New partnerships between Canadian and Mexican education institutions
It’s not every day a college student gets to be involved in a discussion with the prime minister of Canada and the president of Mexico. But on Tuesday June 28, a University of Calgary student and a recent grad had the unique opportunity to do just that when they were selected to be involved in a dialogue on international education exchanges with Prime Minister Justin Trudeau and President Enrique Peña Nieto of Mexico.
Nicole Isaak, BA’16, and Tessa Warren, a third-year science student, were two of 80 students from across Canada and Mexico selected to be involved in the discussion. Both students have experience with international exchanges in Mexico; Isaak did a group study program in Mexico as well as a year-long exchange in Ecuador, while Warren heads to Mexico this fall to participate in an exchange.
The discussion centered on the importance of inclusive education and creating understanding of cultural differences. As part of this event, Peña Nieto and Trudeau announced their intention to make it easier for students to travel back and forth between Canada and Mexico on exchanges by welcoming new partnerships between Canadian and Mexican education institutions. Trudeau also announced that as of December 1, 2016, Canada will be lifting the Mexican visa requirement, which will make it easier for Mexican students and visitors to come to Canada.
“Education is a passport to greater opportunities, stronger relationships, and a better future. Today’s announcement will expand our people-to-people ties for generations to come, and give young Canadians and Mexicans the opportunities they need for the future they want,” said Prime Minister Trudeau.
Educational exchange important to both countries
Both Isaak and Warren were happy to learn that international educational exchange opportunities are important to the governments of Canada and Mexico.
“Speaking as a student, the benefits are huge as both countries are trying to make studying abroad a lot easier when it comes to visas, monetary issues and language barriers,” said Warren. “Classes are another factor to consider when studying abroad, and both leaders spoke about trying to unify courses in both countries so courses transfer easily from school to school.”

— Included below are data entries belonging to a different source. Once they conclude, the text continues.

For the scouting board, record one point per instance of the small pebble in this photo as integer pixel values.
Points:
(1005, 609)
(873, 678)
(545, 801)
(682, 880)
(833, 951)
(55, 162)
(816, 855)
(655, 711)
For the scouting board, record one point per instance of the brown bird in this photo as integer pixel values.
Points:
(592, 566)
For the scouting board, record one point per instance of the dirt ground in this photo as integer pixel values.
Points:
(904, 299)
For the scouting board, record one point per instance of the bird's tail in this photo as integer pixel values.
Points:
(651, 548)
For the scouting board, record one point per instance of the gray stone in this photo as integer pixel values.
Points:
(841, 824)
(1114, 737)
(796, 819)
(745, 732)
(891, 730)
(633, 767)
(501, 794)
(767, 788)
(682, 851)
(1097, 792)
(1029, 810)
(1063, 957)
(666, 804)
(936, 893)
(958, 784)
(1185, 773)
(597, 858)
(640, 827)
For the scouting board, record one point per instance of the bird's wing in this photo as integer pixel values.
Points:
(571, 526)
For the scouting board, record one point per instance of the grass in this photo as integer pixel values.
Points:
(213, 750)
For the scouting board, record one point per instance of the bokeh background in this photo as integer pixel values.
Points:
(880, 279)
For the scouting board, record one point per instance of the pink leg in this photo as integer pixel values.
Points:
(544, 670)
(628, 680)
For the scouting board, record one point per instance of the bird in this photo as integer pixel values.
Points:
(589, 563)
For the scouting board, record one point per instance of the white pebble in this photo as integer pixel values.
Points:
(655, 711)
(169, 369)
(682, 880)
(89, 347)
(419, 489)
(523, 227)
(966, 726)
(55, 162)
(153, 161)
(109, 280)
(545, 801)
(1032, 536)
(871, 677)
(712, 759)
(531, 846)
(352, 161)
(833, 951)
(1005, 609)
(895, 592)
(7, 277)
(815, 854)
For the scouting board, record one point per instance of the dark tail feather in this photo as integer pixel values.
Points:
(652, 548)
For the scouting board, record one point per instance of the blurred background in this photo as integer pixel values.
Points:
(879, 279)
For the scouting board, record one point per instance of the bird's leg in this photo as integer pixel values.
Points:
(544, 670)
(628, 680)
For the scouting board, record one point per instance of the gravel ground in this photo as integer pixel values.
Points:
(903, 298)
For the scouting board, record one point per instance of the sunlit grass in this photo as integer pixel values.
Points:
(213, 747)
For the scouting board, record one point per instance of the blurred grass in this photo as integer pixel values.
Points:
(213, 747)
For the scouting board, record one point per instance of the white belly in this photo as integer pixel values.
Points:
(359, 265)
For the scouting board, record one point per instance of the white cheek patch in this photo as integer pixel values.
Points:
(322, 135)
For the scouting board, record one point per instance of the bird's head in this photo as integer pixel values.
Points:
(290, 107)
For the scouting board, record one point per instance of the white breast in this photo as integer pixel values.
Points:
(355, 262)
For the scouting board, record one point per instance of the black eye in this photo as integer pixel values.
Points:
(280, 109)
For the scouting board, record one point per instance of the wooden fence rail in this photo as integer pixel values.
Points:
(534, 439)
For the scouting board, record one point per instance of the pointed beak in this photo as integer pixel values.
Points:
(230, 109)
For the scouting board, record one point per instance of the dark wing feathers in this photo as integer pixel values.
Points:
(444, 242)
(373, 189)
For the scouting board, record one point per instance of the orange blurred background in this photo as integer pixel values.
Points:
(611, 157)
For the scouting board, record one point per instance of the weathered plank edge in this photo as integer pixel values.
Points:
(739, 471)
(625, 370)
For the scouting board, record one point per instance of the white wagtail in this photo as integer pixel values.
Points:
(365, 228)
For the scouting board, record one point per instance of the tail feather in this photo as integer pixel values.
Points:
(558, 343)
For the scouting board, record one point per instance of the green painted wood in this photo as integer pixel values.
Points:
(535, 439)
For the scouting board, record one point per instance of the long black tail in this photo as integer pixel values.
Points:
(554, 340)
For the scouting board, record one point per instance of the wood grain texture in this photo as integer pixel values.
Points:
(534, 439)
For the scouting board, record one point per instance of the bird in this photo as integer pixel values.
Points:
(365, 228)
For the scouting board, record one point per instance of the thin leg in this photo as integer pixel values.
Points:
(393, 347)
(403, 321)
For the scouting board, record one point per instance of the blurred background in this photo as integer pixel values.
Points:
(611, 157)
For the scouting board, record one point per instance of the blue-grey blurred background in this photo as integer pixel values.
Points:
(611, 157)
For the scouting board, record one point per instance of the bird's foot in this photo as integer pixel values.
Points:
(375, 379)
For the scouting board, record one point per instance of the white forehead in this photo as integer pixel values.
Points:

Isaak is excited about the possibility of more students choosing to study in Latin America as a result of these new partnerships. “I think one of the most important things gained from international education is an understanding of cultural differences, and I believe that this can carry over into a respect and understanding of people of all cultures,” she said. “When on an exchange, you interact on a daily basis with local people. You learn about their customs and culture, the challenges they face in their daily lives, and why they do the things that they do. As a result, you stop to think before making assumptions or judging people who you don’t understand or seem different.”
The University of Calgary has a strong and prosperous relationship with Mexico, identified as a country of emphasis in the International Strategy. As of fall 2015, the university’s has 13 active agreements, various research collaborations with higher education institutions in Mexico and 73 Mexican students enrolled.